Thallus brown to grey, loosely attached to substrate, forming an irregular mat. Lobes disjunct, linear to linear-cuneate, with long and short lateral lobes, tomentose; upper cortex uneven, here and there forming vein-like ridges on lower surface of medulla; under side non-corticate, pale. Soralia mainly apical and subapical, occasionally laminal; soredia granular. Rhizines brown to black, scarcely branched, tomentose. Apothecia and pycnidia unknown. T.L.C.: no lichen substances.
In general habit this species resembles some forms of Anaptychia ciliaris (L.) Korb., especially those growing on exposed rocks. In fact it may be regarded as the sorediate counterpart of that species. The colour is usually a greyish brown, sometimes with a pinkish tinge and tending towards black at times. The tomentum is on nearly all the lobes, giving many of them a hoary appearance. The medulla on the under side varies from white to pale brown, is bounded by thick corticate margins, and is here and there veined by ridges growing down from the under side of the cortex.
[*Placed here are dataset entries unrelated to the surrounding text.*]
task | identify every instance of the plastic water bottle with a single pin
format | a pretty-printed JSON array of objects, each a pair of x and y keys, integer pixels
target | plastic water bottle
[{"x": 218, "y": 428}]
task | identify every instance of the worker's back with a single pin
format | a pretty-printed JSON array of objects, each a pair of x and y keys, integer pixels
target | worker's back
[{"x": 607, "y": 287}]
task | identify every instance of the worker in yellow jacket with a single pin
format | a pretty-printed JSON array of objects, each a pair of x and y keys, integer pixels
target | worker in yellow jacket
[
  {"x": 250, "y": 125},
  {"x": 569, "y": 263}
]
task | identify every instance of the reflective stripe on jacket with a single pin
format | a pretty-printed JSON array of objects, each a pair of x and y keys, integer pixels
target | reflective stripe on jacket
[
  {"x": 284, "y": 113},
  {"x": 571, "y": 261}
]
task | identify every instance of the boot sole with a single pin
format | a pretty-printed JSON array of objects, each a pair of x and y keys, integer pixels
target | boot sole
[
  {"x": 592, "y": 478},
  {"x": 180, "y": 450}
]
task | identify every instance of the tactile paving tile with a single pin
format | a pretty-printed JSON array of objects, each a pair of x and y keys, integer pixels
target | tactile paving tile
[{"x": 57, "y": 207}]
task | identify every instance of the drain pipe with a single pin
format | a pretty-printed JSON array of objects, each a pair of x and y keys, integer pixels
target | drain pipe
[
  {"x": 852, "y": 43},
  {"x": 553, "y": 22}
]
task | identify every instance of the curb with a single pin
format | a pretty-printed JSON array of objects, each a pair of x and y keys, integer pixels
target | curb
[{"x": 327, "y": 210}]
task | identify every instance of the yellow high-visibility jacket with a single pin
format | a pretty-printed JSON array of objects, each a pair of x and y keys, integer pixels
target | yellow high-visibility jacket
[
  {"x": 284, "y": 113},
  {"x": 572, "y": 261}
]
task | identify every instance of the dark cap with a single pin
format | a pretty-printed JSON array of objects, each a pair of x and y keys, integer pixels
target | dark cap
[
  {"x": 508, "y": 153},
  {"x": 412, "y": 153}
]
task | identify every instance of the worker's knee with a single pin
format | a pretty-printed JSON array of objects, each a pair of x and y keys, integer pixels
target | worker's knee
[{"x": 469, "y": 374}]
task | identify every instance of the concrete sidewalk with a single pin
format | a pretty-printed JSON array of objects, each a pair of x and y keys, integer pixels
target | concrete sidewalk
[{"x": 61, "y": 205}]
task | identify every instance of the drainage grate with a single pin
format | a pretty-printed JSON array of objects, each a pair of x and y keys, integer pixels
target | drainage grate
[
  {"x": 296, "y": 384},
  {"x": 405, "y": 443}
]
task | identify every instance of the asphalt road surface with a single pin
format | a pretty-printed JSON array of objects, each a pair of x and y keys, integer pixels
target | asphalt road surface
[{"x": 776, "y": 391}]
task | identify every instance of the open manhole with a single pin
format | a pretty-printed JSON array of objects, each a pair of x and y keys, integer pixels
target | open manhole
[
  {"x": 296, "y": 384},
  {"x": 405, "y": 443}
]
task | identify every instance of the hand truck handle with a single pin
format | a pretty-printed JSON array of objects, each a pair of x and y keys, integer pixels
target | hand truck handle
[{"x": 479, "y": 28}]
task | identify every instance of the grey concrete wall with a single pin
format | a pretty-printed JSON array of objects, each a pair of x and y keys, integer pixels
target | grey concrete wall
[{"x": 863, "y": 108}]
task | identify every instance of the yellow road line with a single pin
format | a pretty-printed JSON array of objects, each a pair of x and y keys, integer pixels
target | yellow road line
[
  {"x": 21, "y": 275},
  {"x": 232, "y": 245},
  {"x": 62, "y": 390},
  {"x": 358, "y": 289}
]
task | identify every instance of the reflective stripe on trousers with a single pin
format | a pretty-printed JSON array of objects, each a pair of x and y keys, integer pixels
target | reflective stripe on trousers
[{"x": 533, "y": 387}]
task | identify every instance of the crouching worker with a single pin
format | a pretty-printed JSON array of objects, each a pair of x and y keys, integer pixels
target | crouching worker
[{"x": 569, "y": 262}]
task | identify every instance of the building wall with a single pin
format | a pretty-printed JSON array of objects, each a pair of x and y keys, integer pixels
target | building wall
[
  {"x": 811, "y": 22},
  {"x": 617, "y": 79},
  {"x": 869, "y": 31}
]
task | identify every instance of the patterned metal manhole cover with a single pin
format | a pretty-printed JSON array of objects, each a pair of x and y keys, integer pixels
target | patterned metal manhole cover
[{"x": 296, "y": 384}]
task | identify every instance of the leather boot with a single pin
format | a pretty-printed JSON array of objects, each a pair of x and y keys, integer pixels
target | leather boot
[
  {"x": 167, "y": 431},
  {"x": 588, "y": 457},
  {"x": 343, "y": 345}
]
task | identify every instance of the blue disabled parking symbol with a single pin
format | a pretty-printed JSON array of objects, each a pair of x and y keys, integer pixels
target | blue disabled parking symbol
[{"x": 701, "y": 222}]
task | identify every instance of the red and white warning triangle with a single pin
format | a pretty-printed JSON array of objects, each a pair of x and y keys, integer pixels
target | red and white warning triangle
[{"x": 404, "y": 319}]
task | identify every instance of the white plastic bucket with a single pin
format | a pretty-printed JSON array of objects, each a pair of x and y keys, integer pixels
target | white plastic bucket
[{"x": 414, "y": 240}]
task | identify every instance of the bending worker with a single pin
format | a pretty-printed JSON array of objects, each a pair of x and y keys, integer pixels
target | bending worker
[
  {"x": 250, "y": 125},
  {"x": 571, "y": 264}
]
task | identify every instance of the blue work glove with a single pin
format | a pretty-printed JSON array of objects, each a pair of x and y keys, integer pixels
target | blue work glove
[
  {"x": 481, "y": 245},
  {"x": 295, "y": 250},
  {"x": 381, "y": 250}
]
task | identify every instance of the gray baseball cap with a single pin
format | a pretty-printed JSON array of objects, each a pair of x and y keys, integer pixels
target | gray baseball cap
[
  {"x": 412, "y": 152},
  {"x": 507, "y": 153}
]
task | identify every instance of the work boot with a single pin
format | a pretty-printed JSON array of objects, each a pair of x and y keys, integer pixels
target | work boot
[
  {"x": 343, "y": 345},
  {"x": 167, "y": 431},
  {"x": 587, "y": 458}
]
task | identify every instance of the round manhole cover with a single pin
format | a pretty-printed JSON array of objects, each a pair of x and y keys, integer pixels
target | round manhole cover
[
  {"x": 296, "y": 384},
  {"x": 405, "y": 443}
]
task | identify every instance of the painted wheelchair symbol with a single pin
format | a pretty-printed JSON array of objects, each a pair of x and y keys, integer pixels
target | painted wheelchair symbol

The soralia sometimes form on the under side of the lobes near their apices and become labriform; on other lobes they appear at the tip or on the upper surface of the apex; yet again they occasionally form further back on the lamina. They are excavate in form but may be filled and overflowing with soredia. These are finely to coarsely granular.
The thickness of the lobes is about 150-300 μm, each lobe showing great variation in different parts. Several layers or zones may be distinguished in the cortex. The outermost consists of a thin irregular layer of colourless hyphae. It overlies a brown pigmented zone, about 5-15 μm thick, of the main cortex. The projecting hyphae forming the tomentum cover the surface both above and below the thallus wherever cortex is present; they are 10-30 μm long, and their walls are irregularly verrucose. The cortex, consisting of densely packed hyphae orientated more or less parallel with the surface, extends round the sides of the lobes to the under side in many places, and where it penetrates the medulla to form ridges on the underside it breaks up the medulla into locules. The algal cells lie in these locules among loosely arranged medullary hyphae. Arachnoid medullary fibres compose most of the under side of the thallus.
Known so far only from the mountains of Ethiopia at altitudes over 3500 m, this species grows over bryophytes, heather stems, mossy rocks, and dead plant remains.